And here's the code to do the preprocessing:

import pickle # start by building the fingerprint cache with open('../data/chembl23_very_active.txt','r') as inf: ls = [x.split() for x in inf] ls.pop(0) with open('../data/chembl23_very_active.fps.pkl','wb+') as pklf: for i,(chemblid,smi) in enumerate(ls): m = Chem.MolFromSmiles(smi,sanitize=False) fp = Chem.PatternFingerprint(m) pickle.dump(fp,pklf) if not (i+1)%10000: print("Done",i+1)
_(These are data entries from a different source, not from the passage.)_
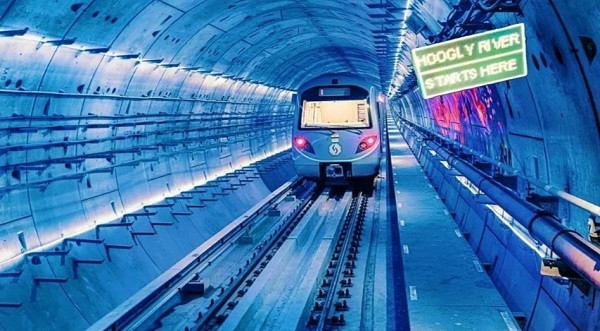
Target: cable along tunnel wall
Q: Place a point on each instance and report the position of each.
(510, 256)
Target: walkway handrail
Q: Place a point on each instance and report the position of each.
(575, 200)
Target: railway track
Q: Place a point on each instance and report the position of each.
(330, 304)
(321, 254)
(169, 293)
(227, 299)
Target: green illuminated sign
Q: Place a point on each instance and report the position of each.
(471, 61)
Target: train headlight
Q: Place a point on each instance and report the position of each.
(366, 143)
(302, 144)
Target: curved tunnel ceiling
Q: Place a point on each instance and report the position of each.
(146, 83)
(279, 43)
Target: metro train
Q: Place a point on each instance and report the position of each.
(338, 128)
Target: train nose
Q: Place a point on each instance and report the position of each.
(367, 143)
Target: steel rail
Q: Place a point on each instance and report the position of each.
(210, 319)
(575, 200)
(328, 303)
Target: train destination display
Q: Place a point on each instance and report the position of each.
(471, 61)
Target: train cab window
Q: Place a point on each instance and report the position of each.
(338, 107)
(335, 114)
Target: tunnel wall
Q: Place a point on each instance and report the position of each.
(71, 291)
(552, 129)
(109, 135)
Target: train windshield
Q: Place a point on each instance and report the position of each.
(335, 114)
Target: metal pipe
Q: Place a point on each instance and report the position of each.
(580, 254)
(572, 199)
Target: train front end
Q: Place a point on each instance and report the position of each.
(337, 136)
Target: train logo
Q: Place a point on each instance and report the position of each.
(335, 149)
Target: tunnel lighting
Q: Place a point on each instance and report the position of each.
(7, 261)
(396, 75)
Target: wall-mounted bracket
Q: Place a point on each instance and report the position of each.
(594, 230)
(77, 262)
(13, 33)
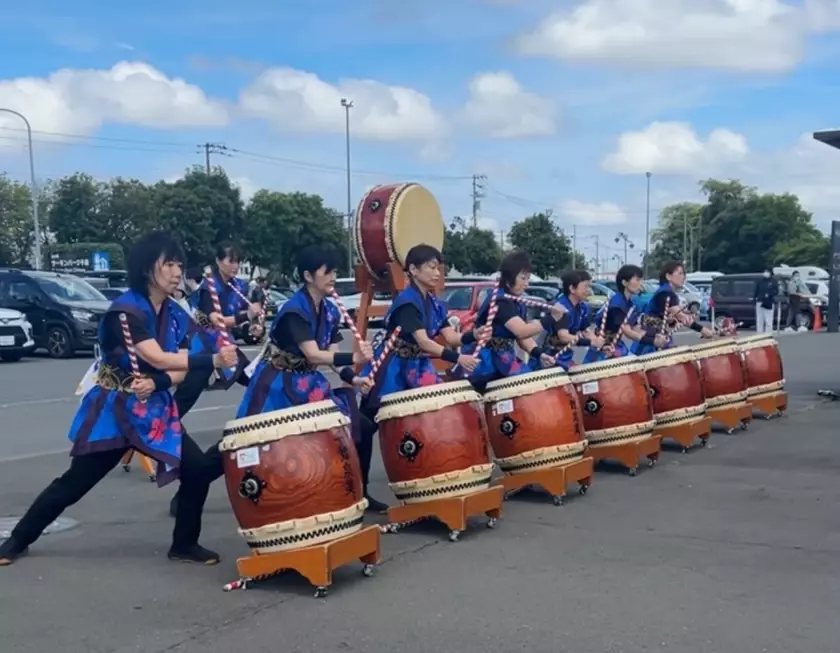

Build our first SubstructLibrary. There are a number of ways of doing this, here we'll build one that expects that the molecules are provided as "trusted" SMILES (i.e. SMILES where the aromaticity and stereochemistry has been set by the RDKit). We'll add the SMILES (without actually converting them into molecule) and the fingerprints we calculated above

In [3]:
import pickle, time
t1=time.time()
mols = rdSubstructLibrary.CachedTrustedSmilesMolHolder()
fps = rdSubstructLibrary.PatternHolder()
with open('../data/chembl23_very_active.txt','r') as inf:
    ls = [x.split() for x in inf]
    ls.pop(0)
    with open('../data/chembl23_very_active.fps.pkl','rb') as pklf:
        for l in ls:
            smi = l[1]
            mols.AddSmiles(smi)           
            fp = pickle.load(pklf)
            fps.AddFingerprint(fp)
library = rdSubstructLibrary.SubstructLibrary(mols,fps)
t2=time.time()
print("That took %.2f seconds. The library has %d molecules."%(t2-t1,len(library)))
That took 3.82 seconds. The library has 184383 molecules.
In [4]:
indices = library.GetMatches(Chem.MolFromSmiles('c1ccncn1'))
print(len(indices))
1000
In [5]:
indices = library.GetMatches(Chem.MolFromSmiles('c1ccncn1'),maxResults=50000)
print(len(indices))
28087
In [6]:
indices = library.GetMatches(Chem.MolFromSmiles('c1ncncn1'))
print(len(indices))
907
In [7]:
library.GetMol(indices[0])
Out[7]:

Let's look at how long that takes:

In [8]:
%timeit library.GetMatches(Chem.MolFromSmiles('c1ncncn1'))
28 ms ± 1.97 ms per loop (mean ± std. dev. of 7 runs, 10 loops each)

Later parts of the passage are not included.